As we celebrate Holy Week, we recall the unconditional love of our Lord Jesus Christ who became man for us so that he might not only show us the way to that love, but also to guarantee it by His act of complete self-sacrifice.
Sometimes when we think about the Son of God, Jesus Christ, coming into our human form, suffering, and then dying for us out of love, it seems too good to be true. After all, would God really want to sacrifice Himself totally for us out of love?
Even though this seems difficult to believe at first glance, subsequent reflection shows that it might be far more believable than we might have initially thought. Consider these six questions, and if you answer them as I did, you may find that the unconditional love of God – who comes to us in the incarnation, suffering, death, and resurrection of Jesus Christ, is quite logical and believable. The only requirement is that we move from the logic of power to the logic of love.
1. What is the most important internal power or capacity that you have? Is it your intelligence? creativity? athletic ability? physical appearance? Or perhaps is it love?
If love (the capacity to enter into an empathetic union with another person whereby doing the good for them is easier than doing the good for myself) is truly our most positive, creative, and meaningful capacity – if love can never be negative, and if it continuously creates purpose in life and the common good, then it is a good candidate for our highest capacity.
2. If love is our highest capacity, if it is completely positive, and if it creates our true meaning in life, then could the Creator – our Creator – be devoid of that love (for which we seem to be made)?
3. If we respond “no,” and assert that the Creator must have some of the love that gives us meaning and fulfills our lives, then we should ask whether we only want some love – or rather, do we want unconditional love.

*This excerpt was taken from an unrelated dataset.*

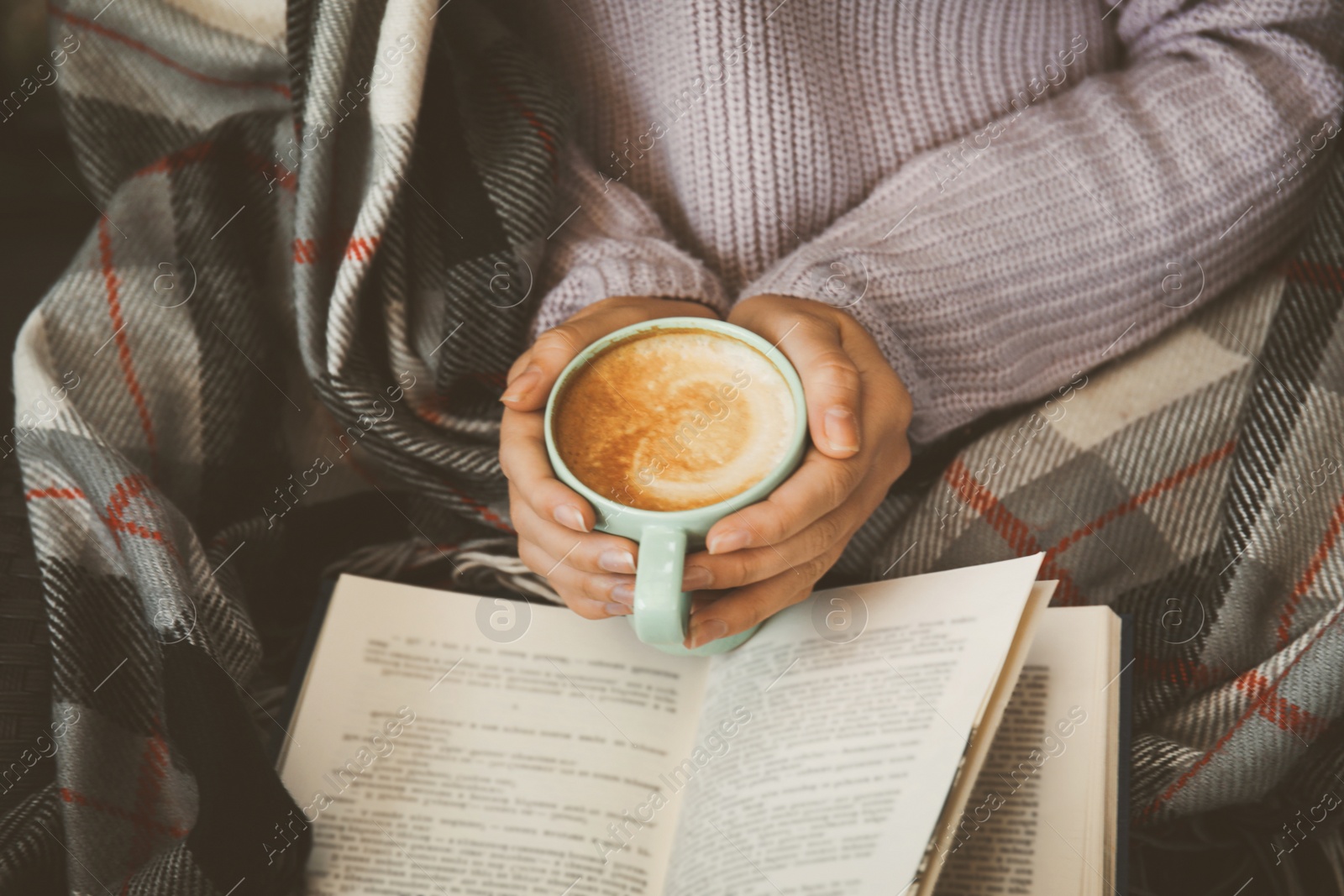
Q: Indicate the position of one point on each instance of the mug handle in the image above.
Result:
(662, 609)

4. If we indicated that we truly want unconditional love, and that we will never be truly satisfied until we are loved and can love unconditionally, then we must ask ourselves – “if the Creator made us with the desire to love and be loved unconditionally, wouldn’t He also participate in that same unconditional love?”
5. If we responded that the Creator must in some sense be unconditionally loving, we will want to ask – “would it be typical of an unconditionally loving God to want to be with His creation – peer to peer, face to face, in an unconditional act of empathy to show us the way to eternal and perfect love in His Kingdom? Would it be typical of an unconditionally loving God to want to be Emmanuel (“God with us”)?
6. Well, if God is unconditional love and it would be natural for Him to want to be with us (as we are) in a perfect act of empathy – if it would be His true desire to want to be “God with us,” we have but one final question to answer – “Is Jesus the One?” Is the one who was raised from the dead in glory, who gave us His own Holy Spirit, who died for us in an unconditional act of love, who revealed God to be “Abba” (affectionate father – “Daddy”), who revealed that His Father was exactly like the father in the parable of the Prodigal’s Son, who sought out and lived with sinners, who performed miracles – including raising from the dead – in His own name, who revealed that love is the highest commandment and that the Father is the perfection of that compassion, affection, mercy, humility, and gentleness – is He the One?
As you know, I have already answered that question in my life. Indeed, I am psychologically incapable of not believing that God is unconditional love, and that God would want to be our Emmanuel, that He would want to give Himself totally to us, and that Jesus is the One. For that reason, I believe we are redeemed if we call upon Him, place our trust in Him, and follow Him. This is the joy and the ultimate dignity to which we are called.